So we've been briefly discussing this in the first iteration of this
series where I also explained why I in the first iteration I didn't add
explicit uid_t and gid_t parameters. I sugggested adding uid_t/gid_t
parameters in that thread but from your response in
https://lore.kernel.org/lkml/20200212160402.GA1799124@xxxxxxxxx/:

> > So ownership only changes if the kobject's uid/gid have been changed.
> > So when to stick with the networking example, when a network device is
> > moved into a new network namespace, the uid/gid of the kobject will be
> > changed to the root user of the owning user namespace of that network
> > namespace. So when the move of the network device has completed and
> > kobject_get_ownership() is called it will now return a different
> > uid/gid.
>
> Ok, then this needs to say "change the uid/gid of the kobject to..." in
> order to explain what it is now being set to. Otherwise this is really
> confusing if you only read the kerneldoc, right?

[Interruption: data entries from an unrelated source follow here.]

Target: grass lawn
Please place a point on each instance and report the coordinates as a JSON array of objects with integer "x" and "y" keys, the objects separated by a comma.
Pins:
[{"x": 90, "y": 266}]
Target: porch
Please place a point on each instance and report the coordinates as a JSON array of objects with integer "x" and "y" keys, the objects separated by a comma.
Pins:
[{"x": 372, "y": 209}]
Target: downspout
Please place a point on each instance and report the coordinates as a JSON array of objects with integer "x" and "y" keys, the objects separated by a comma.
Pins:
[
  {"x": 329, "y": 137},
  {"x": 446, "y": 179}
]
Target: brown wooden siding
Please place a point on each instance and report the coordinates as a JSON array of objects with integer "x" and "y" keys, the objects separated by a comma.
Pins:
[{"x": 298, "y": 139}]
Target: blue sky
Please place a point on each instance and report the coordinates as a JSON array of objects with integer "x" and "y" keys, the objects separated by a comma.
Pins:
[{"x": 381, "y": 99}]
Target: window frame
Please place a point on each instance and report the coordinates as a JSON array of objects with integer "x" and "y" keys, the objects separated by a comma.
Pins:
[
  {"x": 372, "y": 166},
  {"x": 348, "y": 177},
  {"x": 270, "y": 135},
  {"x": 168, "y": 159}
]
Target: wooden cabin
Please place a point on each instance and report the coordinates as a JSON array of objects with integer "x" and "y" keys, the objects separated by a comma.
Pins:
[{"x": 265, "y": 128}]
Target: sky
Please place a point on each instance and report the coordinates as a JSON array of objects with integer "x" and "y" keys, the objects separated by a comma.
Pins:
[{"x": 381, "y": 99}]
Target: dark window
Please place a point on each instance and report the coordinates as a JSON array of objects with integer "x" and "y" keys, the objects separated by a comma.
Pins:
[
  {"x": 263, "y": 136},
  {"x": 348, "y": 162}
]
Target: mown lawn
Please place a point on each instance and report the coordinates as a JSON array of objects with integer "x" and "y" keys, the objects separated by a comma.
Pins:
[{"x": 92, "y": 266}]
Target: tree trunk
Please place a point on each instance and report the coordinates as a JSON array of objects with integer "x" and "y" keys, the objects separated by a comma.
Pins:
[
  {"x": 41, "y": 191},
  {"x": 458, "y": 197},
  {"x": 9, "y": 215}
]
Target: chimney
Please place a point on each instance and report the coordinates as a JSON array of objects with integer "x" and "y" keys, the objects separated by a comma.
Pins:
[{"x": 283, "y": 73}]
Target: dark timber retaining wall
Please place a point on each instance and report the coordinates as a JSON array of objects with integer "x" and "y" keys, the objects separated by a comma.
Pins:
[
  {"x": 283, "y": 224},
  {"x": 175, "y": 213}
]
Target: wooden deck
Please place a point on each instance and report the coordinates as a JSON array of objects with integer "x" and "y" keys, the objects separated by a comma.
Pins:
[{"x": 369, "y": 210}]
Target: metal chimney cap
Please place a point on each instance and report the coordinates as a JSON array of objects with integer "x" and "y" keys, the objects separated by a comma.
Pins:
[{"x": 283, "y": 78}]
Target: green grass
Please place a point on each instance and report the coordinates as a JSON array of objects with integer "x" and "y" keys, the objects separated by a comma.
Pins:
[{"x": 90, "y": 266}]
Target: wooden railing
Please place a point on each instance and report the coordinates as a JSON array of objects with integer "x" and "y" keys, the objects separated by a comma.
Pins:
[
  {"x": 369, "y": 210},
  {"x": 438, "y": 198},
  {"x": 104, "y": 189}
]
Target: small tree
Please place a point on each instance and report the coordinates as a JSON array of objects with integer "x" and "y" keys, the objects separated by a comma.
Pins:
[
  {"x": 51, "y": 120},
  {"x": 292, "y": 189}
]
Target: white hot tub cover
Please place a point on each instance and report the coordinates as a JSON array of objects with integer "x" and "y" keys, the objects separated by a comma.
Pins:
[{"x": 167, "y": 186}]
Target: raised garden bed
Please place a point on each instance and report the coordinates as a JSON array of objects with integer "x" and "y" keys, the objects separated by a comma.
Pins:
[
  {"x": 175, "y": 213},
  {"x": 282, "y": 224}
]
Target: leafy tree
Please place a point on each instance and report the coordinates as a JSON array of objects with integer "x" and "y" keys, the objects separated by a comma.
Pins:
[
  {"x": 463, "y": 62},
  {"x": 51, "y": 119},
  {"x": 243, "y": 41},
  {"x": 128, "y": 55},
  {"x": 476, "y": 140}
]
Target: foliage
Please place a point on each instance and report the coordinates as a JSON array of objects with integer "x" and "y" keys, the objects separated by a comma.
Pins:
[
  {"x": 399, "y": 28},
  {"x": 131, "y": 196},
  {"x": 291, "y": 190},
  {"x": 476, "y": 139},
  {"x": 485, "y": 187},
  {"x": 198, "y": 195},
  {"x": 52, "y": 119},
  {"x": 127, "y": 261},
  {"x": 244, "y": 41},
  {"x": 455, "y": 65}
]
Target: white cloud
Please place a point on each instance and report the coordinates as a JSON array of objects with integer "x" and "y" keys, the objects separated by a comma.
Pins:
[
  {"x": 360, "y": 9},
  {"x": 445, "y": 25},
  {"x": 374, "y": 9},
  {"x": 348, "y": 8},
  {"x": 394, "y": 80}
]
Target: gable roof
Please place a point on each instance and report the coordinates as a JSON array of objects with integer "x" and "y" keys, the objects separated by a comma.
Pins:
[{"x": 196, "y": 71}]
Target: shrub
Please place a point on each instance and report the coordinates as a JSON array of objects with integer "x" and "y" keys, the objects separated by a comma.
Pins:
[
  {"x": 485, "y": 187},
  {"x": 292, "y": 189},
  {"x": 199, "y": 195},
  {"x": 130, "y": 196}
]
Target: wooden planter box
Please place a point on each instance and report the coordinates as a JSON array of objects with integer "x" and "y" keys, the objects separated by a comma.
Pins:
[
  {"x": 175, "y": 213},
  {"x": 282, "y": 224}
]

>From this answer I took it that you did prefer not adding uid/gid
parameters. If that has changed or I misunderstood you then I can change
all these functions.

For clarity, for network namespaces: when the move of a network device
has completed dev_change_net_namespace() is called which changes the
ownership of the kobject associated with the net device. Now
kobject_get_ownership() will return the updated uids/gids. In any case,
asking explicitly: do you want to have those sysfs and device functions
take explicit uid and gid parameters? That sounds nicer to me as well. I
just didn't want to expose it because we alreay had this dynamic way of
setting ownership via kobject_get_ownership().

Thanks!
Christian